Running a taxi requires repeated management of a lot of small issues.

Of themselves, these tasks are not especially onerous, but they can be time-consuming.

The increasing level of regulation – running to more than 100 pages of localised regulation in the Vale of White Horse district alone - and the time required to be off the road when things go wrong, can add significantly to the costs.

For as long as I have been in the taxi business, hackney carriages have had to pass what is called a compliance test.

It is carried out locally at a number of council-nominated garage businesses, to a standard set by the council, which is higher than that required for the MOT test.

Dependent on the age of the hackney carriage, a compliance test has to be carried out up to three times a year - and there are even sometimes random vehicle checks.

These are reasonable requirements, given that we transport members of the public.

A full-time taxi driver will have as many as one to 200 people every week in their taxi.

And we can be on the road during the year for four times as many miles than the UK national average for a private vehicle.

Tyre pressure is checked manually and frequently when driving a taxi, especially before a long journey involving a motorway.

There is of course, no such thing as free of cost, but the charges for using compressed air machines vary between £1, at some branches of a national petrol filling station brand, and free of charge, at a national supermarket brand, which sadly does not have a branch in Abingdon.

Fifty pence is the norm, but a fare to Didcot Parkway last week meant I could use the free of charge air machine nearby.

However, there is a lot of pressure on parking space around the rail station, with people parking on the pavement outside disused derelict buildings and even in the petrol station itself, next to the air machine.

So I stretched the air line over the selfishly parked vehicle and it snapped the valve of my tyre, instantly deflating it.

But many modern vehicles have devices such as the one which is inserted into the tyre, behind the air valve and interfaces with the dashboard, to control the tyre pressure warning light.
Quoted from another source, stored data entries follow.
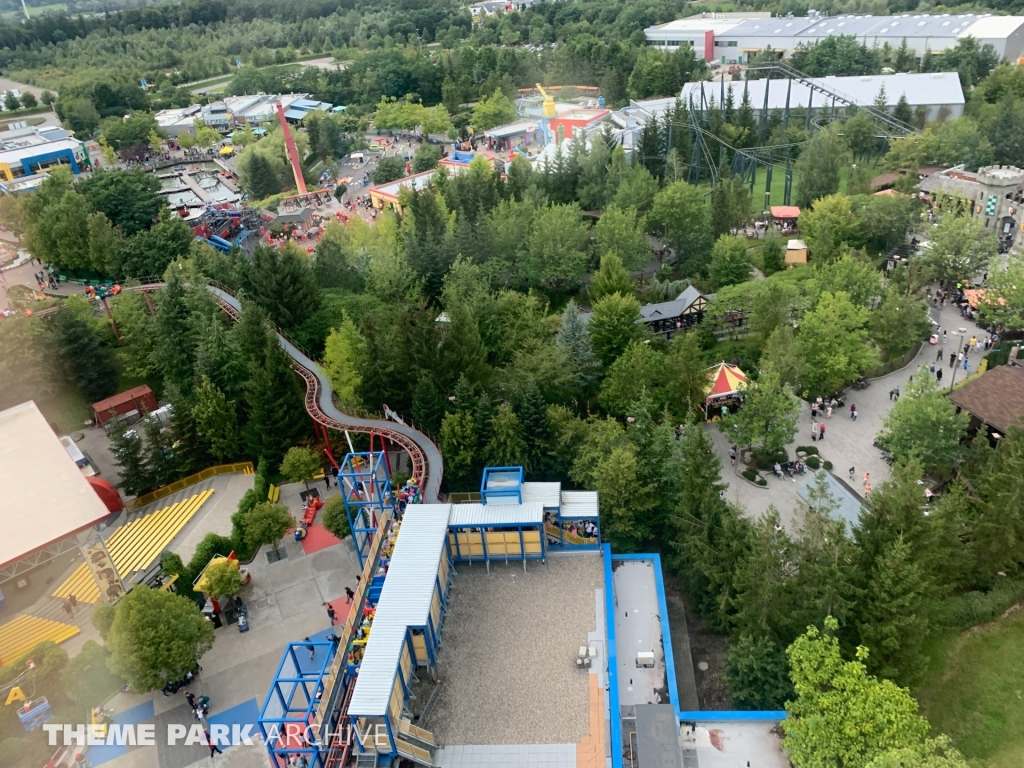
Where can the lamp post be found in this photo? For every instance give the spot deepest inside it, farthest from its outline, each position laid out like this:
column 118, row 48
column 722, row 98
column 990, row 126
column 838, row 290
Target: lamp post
column 960, row 347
Instantly, I had lost £50 worth of work and was off the road for the rest of the morning.

The repair man arrived on the scene and told me the news that the valve would cost £200 to replace – and it would have to be done to remain legal, because of the recent MOT changes, which require there to be no lit warning lights on the dashboard.

It is outrageous that a large motor manufacturer would put these completely pointless modern inventions into their vehicles, when a simple manual and readily available air pressure check would suffice.